Well, I’m not saying it’s true, but I heard it once from a man down in Louisiana, he says he knows how they made the toxic waste. And he said it wasn’t an accident at all.
He said he worked at the factory when he was young, back when it was a sewage treatment plant. Said the government bought the place out just after we joined the war. All of the workers were fired except for a few certain people; The Night Shift, they were called. The building sat empty for a long time, or so they thought. But then, little by little, people started saying they saw strange things near the old plant. They said that the Night Shift had come back, working at SOMETHING in the deep hours before morning. That the lights turned on, just for a second, and flickered off again. On. And then off. The pumps had started working again too, if you went down to the end of the pipes, where they emptied into the river, He said you could smell there was something wrong with the water, that it smelled burnt, almost like it was still burning. And if you stood there in that water for too long, then you’d get The Fever.

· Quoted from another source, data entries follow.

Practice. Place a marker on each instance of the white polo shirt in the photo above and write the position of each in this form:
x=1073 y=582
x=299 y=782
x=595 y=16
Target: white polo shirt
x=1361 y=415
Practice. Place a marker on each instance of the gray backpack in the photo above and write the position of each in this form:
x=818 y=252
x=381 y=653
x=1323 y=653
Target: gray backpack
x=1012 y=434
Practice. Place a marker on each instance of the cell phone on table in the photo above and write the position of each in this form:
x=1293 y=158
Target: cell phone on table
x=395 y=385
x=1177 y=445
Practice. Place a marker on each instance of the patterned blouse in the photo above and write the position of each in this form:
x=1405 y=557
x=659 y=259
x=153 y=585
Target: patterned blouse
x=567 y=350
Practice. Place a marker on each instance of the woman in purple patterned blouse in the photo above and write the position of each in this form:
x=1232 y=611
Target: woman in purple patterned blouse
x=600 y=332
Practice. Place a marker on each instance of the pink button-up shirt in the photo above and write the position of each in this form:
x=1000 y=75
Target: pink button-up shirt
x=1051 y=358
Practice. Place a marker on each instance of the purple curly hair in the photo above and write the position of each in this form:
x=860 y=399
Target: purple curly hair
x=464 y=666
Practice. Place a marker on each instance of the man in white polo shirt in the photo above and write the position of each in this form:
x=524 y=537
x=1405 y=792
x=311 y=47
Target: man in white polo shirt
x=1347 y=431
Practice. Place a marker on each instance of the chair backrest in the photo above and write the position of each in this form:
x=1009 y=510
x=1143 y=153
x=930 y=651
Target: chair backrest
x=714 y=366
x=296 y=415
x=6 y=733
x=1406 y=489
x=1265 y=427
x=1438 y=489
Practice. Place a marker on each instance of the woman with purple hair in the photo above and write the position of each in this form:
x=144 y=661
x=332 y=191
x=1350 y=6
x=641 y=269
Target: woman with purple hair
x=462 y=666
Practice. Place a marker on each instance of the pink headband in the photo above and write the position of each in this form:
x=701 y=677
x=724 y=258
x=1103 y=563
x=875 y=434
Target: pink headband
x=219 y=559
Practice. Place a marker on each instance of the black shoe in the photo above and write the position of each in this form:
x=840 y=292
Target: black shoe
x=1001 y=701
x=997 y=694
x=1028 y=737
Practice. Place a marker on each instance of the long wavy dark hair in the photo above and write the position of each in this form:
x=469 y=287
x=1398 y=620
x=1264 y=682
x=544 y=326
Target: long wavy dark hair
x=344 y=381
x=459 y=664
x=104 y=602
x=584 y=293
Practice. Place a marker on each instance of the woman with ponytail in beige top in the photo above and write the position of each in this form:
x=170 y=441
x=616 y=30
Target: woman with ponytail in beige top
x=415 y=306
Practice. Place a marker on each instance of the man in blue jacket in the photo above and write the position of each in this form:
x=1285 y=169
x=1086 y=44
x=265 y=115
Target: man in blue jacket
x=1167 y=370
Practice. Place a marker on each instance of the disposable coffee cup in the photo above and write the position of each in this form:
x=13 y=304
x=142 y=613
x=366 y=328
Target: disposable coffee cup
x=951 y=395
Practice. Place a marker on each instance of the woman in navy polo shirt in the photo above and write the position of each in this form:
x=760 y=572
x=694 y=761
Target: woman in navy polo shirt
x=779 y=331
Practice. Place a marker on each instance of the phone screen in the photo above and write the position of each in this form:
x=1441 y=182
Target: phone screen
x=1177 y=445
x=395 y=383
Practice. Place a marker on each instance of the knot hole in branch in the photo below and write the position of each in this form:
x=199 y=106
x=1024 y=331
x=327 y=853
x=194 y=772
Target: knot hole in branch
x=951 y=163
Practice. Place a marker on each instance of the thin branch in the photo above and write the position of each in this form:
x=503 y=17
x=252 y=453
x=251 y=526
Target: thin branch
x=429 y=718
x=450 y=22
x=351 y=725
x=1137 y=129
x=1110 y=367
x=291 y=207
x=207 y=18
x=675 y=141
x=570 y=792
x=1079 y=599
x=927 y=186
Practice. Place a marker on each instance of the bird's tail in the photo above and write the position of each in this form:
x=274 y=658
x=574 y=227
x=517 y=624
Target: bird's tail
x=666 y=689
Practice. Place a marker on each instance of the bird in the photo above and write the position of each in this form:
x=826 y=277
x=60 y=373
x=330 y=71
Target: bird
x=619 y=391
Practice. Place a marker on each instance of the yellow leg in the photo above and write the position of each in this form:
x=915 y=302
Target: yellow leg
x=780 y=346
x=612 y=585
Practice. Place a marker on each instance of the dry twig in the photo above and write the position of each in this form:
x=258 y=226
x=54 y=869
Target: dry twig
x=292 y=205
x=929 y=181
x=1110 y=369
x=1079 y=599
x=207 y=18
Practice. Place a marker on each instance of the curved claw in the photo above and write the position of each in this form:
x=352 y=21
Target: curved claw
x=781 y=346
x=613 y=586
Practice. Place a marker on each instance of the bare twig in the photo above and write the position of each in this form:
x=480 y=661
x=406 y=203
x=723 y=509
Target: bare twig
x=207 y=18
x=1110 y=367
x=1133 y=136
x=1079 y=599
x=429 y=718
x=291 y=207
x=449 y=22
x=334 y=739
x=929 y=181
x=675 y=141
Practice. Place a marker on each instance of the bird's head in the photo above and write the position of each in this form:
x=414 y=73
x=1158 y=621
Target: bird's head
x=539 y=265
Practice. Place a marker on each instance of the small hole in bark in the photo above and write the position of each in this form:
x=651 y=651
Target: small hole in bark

I heard that no one thought too much of The Fever at the start. It was some teenagers that got it first, they’d been out skinny dipping by the runoff pipes, and the next morning their parents found them crying, saying their insides were on fire, writhing and convulsing in their beds. The boy was the lucky one, they found him by the sink, where he’d drank himself to death, six gallons, I heard, and he just kept drinking until the last second.
They took the girl to the hospital, everyone was worried at this point, even some men from the government came down. But they never found out what happened to her. I hear she just disappeared, right about the same time those government men left. She wasn’t the last one to vanish, and she sure wasn’t the last to catch the fever. Soon more than half the town was feeling it, and it wasn’t a surprise. You couldn’t find one faucet, not in the whole area, that didn’t have water smelling of fire. Some of the richer folks bought bottled water, and only drank, only bathed, with that. The rest of them, well, of course there was the group that said it was God, punishing the wicked. And there were those that thought it was the Russians, trying to weaken the war effort. But he knew, this man said, he knew who was behind it.
And just as the supply of clean water diminished, as more and more people either died or disappeared, just as the people grew the most desperate, his theory was proved right. The people fleeing the town were stopped on the highway, locking in by a barricade of armored cars. The sky was clouded by black helicopters. And the mayor announced, through the mask of his hazmat suit, that the town had been chosen, entirely randomly of course, ‘to be the site of a new bomb testing site, isn’t that exciting?’
They must have used a lot of bombs, that’s all I can say, because by the time I came by, all that was left was that one man. Not one house, not one other person. Nothing, but that man, and a tall, boarded up building labeled ‘Sewage Treatment Plant’. I stared at the building for a moment, and I was going to ask if he’d ever gone in again. But when I turned around, he was gone. A black helicopter whirred past. I’m not ashamed to say; I ran.